BM’nin yaptığı araştırmalara göre, atmosferde biriken karbon kökenli gazların yüzde 80’i ulaşım, ısınma ve sanayide fosil yakıtların kullanılmasından kaynaklanıyor. Eğer atmosferdeki gaz oranı sabitlenebilirse küresel ısınma ile başa çıkılabilir. Ancak atmosferdeki gaz oranının sabitlenebilmesi için ABD, Avustralya, Kanada ve diğer bütün ülkelerin derhal karbondioksite dayalı endüstri ve üretim faaliyetlerine son vermesi gerekiyor.
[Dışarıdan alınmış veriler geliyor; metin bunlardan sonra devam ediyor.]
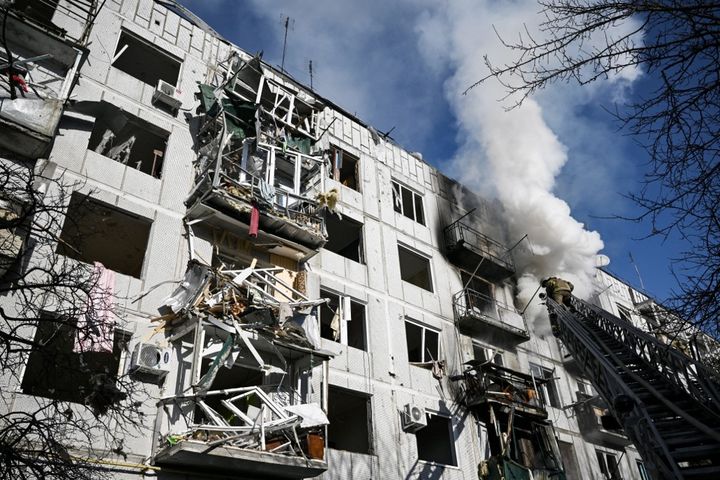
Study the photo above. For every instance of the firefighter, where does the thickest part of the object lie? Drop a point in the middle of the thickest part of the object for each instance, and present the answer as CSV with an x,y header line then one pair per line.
x,y
558,289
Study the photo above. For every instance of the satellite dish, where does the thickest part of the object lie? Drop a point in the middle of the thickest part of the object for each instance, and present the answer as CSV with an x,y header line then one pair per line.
x,y
601,260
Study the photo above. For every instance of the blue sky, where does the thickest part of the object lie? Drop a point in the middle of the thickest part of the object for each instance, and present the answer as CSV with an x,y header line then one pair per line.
x,y
404,64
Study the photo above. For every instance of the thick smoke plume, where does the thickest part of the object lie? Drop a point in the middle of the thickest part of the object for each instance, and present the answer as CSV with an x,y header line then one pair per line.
x,y
513,155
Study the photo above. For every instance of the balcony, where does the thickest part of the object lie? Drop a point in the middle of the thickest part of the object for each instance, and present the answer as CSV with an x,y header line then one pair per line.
x,y
282,184
597,423
487,384
476,313
472,251
45,66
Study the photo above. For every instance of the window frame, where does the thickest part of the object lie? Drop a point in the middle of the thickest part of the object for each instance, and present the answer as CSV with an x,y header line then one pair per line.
x,y
424,328
422,256
397,189
451,439
549,396
342,300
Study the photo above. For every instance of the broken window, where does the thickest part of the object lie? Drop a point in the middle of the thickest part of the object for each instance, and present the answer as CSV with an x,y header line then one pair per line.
x,y
97,232
59,370
569,460
415,268
350,417
488,354
408,203
128,139
608,465
144,61
345,168
42,11
435,441
624,313
423,343
342,320
344,237
548,391
644,475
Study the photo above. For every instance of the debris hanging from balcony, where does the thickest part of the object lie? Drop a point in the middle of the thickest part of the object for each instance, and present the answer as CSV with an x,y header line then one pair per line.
x,y
259,162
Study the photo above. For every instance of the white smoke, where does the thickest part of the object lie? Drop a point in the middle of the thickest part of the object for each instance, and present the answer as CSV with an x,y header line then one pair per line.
x,y
512,154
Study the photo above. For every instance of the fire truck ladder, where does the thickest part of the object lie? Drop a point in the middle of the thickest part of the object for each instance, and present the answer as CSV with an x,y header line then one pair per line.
x,y
667,403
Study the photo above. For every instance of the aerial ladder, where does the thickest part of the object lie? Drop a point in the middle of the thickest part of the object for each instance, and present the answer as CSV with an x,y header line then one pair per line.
x,y
667,403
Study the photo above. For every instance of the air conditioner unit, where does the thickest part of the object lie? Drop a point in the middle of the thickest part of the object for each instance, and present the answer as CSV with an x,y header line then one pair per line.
x,y
167,94
413,418
150,359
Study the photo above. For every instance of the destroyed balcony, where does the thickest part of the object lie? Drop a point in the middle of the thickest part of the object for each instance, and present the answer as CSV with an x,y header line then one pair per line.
x,y
472,251
268,195
42,72
244,344
476,312
490,386
596,422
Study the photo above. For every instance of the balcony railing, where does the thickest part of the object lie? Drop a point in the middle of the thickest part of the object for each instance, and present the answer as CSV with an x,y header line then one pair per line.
x,y
475,311
474,251
486,383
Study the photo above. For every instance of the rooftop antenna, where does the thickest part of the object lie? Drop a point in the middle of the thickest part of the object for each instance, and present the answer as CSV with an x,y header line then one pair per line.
x,y
637,270
310,69
288,25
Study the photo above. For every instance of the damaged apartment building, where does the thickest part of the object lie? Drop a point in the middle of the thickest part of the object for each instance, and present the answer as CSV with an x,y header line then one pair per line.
x,y
299,296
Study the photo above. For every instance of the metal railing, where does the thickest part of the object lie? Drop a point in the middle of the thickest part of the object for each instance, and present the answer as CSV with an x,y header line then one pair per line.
x,y
460,234
473,304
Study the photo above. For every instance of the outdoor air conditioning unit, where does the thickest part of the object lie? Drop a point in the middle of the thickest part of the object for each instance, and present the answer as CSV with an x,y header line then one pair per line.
x,y
149,359
167,94
413,418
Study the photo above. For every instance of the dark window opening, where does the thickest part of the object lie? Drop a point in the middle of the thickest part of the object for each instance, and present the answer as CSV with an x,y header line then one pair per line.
x,y
60,371
435,441
356,326
548,391
144,61
94,231
344,237
408,203
569,460
345,168
129,140
353,321
415,268
423,343
350,421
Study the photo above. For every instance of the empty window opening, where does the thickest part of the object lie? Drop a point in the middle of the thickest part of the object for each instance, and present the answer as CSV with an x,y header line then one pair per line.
x,y
342,320
484,354
415,268
144,61
97,232
408,203
644,475
423,343
345,168
608,465
569,460
624,313
60,371
435,441
548,391
129,140
350,417
344,237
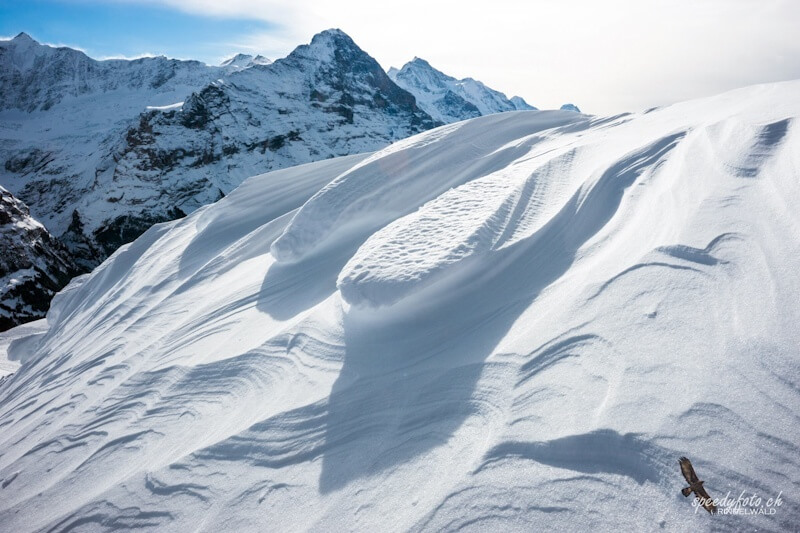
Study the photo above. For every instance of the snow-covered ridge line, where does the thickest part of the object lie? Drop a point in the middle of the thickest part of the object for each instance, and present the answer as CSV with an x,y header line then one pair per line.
x,y
448,99
573,301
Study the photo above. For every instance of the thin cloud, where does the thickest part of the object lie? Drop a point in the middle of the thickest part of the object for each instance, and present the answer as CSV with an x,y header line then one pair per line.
x,y
606,56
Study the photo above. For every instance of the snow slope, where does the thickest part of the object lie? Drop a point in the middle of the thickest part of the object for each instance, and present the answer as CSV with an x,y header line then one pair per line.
x,y
513,323
101,150
448,99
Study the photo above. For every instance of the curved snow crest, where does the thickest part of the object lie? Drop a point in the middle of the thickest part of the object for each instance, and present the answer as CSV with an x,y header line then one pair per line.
x,y
397,180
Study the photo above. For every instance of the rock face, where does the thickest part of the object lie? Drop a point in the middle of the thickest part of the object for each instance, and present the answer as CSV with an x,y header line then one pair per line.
x,y
33,265
242,61
144,141
448,99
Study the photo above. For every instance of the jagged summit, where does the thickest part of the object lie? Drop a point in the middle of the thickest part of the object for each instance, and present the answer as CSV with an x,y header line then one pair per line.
x,y
183,139
511,324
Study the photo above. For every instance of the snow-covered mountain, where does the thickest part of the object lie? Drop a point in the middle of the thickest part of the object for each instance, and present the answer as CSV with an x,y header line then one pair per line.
x,y
102,150
242,61
33,265
448,99
517,322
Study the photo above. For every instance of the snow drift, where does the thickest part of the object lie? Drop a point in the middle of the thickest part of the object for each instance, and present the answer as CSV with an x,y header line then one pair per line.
x,y
516,322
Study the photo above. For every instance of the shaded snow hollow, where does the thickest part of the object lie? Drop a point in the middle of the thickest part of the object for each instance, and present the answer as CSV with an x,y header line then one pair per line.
x,y
513,323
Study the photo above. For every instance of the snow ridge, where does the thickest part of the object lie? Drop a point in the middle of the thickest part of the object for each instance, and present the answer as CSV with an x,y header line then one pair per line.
x,y
448,99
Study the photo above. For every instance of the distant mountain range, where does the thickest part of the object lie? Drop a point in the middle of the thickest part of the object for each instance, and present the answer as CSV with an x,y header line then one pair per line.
x,y
448,99
102,150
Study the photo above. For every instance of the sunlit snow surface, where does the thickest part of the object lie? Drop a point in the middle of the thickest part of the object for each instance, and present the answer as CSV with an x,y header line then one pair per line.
x,y
514,323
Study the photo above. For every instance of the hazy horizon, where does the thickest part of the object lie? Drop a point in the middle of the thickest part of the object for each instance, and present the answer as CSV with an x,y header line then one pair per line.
x,y
605,58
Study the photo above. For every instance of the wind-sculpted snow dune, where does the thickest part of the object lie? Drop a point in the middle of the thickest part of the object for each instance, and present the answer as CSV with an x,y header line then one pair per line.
x,y
513,323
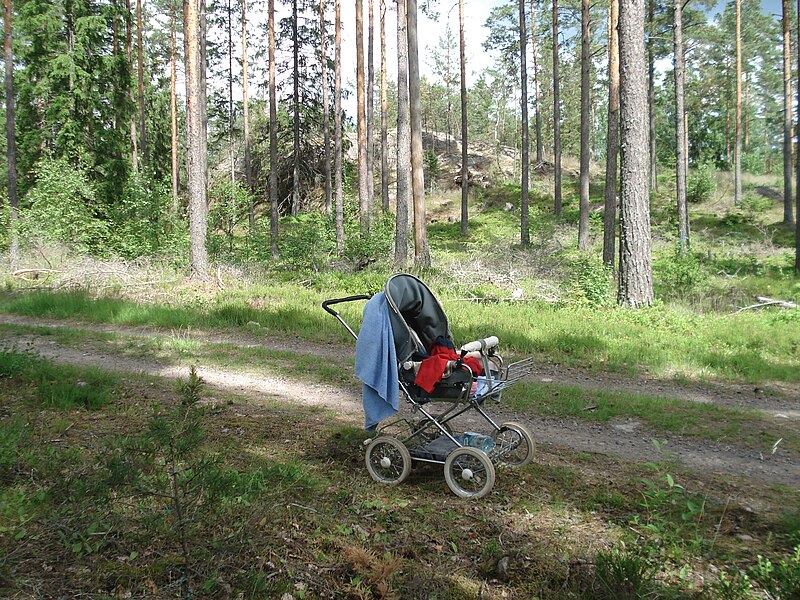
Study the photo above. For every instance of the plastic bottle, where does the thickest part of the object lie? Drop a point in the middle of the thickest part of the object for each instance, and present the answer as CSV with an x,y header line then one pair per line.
x,y
477,440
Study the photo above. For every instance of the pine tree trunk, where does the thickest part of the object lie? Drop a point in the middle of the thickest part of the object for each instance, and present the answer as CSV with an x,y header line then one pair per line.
x,y
296,112
370,97
140,70
337,134
788,216
422,254
384,115
11,135
680,131
173,109
612,139
196,160
523,97
403,140
737,150
651,96
556,117
274,201
583,220
248,169
635,268
361,122
326,120
464,123
537,104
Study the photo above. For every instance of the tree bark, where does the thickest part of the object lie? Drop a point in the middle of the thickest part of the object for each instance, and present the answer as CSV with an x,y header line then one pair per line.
x,y
196,159
384,115
583,220
296,111
537,105
140,70
422,254
11,135
556,117
788,216
651,96
612,139
173,109
326,120
680,131
635,268
464,123
248,169
737,150
523,63
274,201
403,141
361,122
337,134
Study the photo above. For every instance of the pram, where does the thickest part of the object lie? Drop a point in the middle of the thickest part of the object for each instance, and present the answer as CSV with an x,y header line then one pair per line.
x,y
420,326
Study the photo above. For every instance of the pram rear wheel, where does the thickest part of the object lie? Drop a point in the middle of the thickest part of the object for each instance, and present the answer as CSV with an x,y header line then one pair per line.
x,y
469,473
514,445
388,460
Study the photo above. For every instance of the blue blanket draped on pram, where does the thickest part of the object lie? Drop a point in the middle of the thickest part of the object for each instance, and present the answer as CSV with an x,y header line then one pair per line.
x,y
376,363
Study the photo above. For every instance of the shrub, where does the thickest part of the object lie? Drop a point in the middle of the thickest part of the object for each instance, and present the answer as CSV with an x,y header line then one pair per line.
x,y
701,184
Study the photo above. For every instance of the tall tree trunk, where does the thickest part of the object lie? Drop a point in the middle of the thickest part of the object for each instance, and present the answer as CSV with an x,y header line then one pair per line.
x,y
274,201
337,134
537,105
11,135
296,112
525,238
370,92
612,137
422,254
196,159
464,123
635,267
403,140
680,132
737,150
140,70
556,117
651,95
129,56
583,220
788,216
248,169
384,115
326,120
173,108
361,122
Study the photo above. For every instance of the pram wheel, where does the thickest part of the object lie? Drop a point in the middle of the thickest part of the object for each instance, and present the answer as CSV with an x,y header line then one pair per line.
x,y
388,460
514,445
469,473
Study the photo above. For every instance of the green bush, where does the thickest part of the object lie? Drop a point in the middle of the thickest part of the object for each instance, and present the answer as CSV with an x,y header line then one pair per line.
x,y
701,184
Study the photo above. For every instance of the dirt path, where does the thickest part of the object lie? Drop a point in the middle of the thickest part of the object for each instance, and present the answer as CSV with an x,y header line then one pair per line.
x,y
630,439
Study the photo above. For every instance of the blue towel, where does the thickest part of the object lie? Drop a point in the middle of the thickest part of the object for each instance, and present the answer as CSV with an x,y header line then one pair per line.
x,y
376,363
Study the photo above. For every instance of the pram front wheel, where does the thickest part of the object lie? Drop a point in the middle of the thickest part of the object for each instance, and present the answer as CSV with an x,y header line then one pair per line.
x,y
514,445
388,460
469,473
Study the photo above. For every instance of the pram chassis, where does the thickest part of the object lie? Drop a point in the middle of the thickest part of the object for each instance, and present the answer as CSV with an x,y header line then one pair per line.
x,y
469,472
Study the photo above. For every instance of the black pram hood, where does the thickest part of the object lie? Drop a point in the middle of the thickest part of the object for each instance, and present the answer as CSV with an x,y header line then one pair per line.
x,y
417,317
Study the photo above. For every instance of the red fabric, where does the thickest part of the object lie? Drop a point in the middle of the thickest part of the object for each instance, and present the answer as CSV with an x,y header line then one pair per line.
x,y
431,370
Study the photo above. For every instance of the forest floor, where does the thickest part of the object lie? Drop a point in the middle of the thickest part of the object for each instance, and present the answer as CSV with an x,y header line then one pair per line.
x,y
626,438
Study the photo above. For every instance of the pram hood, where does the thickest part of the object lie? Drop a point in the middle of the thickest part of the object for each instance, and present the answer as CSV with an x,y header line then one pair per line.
x,y
416,315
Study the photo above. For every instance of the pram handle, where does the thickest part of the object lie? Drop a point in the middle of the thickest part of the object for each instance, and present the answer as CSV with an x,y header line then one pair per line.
x,y
327,306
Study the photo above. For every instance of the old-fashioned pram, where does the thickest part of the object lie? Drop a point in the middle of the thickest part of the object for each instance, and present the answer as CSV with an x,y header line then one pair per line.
x,y
418,326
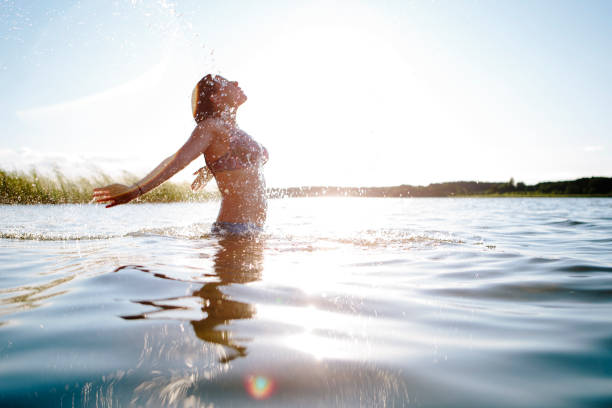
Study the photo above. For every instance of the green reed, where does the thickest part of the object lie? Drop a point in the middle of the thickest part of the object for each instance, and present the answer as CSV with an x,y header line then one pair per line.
x,y
33,188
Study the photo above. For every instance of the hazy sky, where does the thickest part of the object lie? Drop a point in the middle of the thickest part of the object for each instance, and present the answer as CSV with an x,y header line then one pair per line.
x,y
340,92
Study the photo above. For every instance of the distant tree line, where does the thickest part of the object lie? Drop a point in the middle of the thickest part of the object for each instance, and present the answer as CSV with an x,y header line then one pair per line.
x,y
594,186
31,188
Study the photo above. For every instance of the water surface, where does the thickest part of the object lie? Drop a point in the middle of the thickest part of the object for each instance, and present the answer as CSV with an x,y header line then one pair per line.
x,y
342,302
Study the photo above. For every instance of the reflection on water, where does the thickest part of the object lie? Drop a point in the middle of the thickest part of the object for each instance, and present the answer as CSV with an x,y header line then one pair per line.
x,y
344,302
238,260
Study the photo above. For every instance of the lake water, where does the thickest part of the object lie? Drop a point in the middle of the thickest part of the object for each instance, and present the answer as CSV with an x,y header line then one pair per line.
x,y
342,302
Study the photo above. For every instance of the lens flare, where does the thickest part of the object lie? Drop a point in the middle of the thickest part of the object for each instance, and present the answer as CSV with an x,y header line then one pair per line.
x,y
259,387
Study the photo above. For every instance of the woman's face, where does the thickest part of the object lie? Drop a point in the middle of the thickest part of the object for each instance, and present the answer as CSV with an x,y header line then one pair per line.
x,y
227,94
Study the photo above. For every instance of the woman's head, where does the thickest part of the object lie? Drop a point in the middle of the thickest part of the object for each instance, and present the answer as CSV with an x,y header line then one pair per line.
x,y
214,95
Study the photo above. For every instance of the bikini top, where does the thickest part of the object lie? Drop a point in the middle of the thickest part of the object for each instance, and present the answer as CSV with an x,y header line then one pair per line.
x,y
243,152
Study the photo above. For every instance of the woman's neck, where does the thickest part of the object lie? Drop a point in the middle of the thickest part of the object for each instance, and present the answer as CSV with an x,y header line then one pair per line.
x,y
227,115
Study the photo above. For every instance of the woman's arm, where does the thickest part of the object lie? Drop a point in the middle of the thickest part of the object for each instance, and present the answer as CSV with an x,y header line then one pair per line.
x,y
200,139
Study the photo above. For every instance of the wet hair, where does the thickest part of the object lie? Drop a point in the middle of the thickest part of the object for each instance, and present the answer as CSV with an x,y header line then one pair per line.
x,y
201,105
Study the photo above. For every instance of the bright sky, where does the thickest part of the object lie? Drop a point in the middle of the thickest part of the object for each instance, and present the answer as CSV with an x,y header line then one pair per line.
x,y
358,93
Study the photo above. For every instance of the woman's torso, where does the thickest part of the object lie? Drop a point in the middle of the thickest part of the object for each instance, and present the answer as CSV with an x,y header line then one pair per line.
x,y
236,161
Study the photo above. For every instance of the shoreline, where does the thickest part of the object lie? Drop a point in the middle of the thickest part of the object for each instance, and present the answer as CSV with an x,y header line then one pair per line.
x,y
22,188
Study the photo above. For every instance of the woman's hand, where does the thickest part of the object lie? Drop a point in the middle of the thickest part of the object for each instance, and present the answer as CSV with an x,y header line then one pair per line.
x,y
115,194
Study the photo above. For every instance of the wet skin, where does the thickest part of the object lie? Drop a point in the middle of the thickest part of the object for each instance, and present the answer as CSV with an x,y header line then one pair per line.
x,y
242,190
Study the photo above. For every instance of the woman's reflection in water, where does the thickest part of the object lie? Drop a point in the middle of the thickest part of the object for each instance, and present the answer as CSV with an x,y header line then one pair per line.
x,y
239,260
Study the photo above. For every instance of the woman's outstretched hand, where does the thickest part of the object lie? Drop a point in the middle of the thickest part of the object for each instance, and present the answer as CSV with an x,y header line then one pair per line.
x,y
115,194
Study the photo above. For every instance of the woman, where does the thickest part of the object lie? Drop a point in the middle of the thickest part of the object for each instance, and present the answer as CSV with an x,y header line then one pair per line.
x,y
231,155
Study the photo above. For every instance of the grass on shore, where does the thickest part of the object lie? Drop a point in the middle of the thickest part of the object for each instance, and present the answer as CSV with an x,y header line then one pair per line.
x,y
32,188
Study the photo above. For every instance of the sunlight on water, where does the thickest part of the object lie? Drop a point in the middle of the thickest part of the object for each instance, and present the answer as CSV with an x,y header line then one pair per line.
x,y
342,301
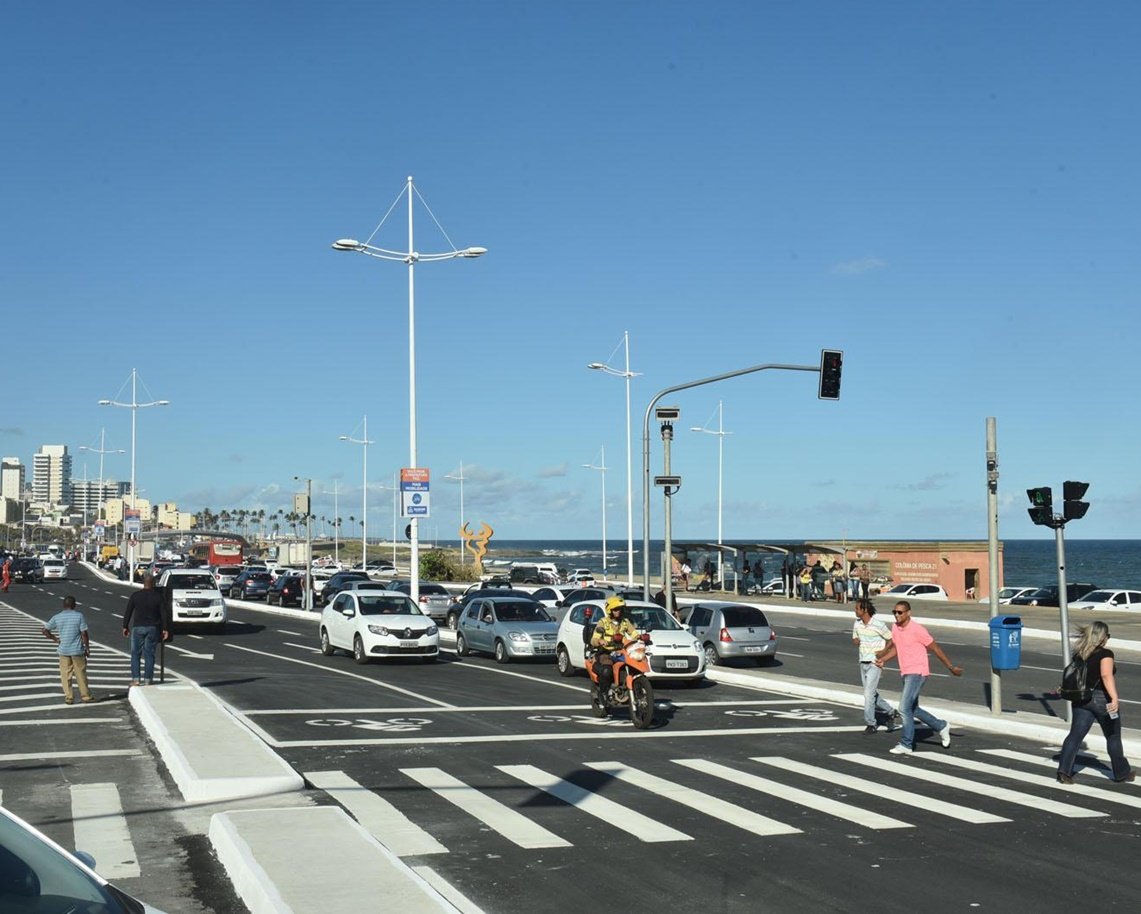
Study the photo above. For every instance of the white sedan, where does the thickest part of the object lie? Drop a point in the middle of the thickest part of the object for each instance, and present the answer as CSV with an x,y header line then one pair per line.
x,y
672,652
378,624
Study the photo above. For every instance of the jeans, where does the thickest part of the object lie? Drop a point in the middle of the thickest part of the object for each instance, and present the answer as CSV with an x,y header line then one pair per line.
x,y
909,709
144,640
1081,721
870,676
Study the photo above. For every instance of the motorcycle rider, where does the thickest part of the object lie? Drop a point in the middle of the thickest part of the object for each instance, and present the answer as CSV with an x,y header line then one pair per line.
x,y
612,633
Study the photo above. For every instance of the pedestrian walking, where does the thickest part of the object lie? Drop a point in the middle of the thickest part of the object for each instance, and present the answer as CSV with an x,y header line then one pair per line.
x,y
871,636
67,629
1102,706
145,623
911,642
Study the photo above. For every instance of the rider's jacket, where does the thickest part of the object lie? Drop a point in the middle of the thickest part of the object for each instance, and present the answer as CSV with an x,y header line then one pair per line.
x,y
612,636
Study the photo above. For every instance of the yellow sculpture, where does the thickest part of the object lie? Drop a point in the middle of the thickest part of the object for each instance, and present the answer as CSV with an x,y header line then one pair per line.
x,y
477,543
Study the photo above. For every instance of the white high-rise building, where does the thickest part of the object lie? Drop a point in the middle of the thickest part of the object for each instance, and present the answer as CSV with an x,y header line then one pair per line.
x,y
51,475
BM Çevre Programı direktörü Achim Steiner, “62 milyon nüfuslu bu 52 ulus, dünya sera gazı salınımının yol açtığı iklim değişikliğinden orantısız derecede olumsuz etkileniyorlar” dedi. Barbados Adası’nda düzenlenen toplantıda açıklanan rapora göre deniz seviyeleri 1993-2009 arasında dünya genelinde yılda üç milimetre kadar yükseldi. Pek çok küçük adanın bulunduğu Batı Pasifik’te ise yılda 12 milimetrelik bir artış kaydedildi. 2050 yılına kadar mercan kayalıklarının tamamının tehlike altında olacağı belirtiliyor. (Sabah 09.06.2014)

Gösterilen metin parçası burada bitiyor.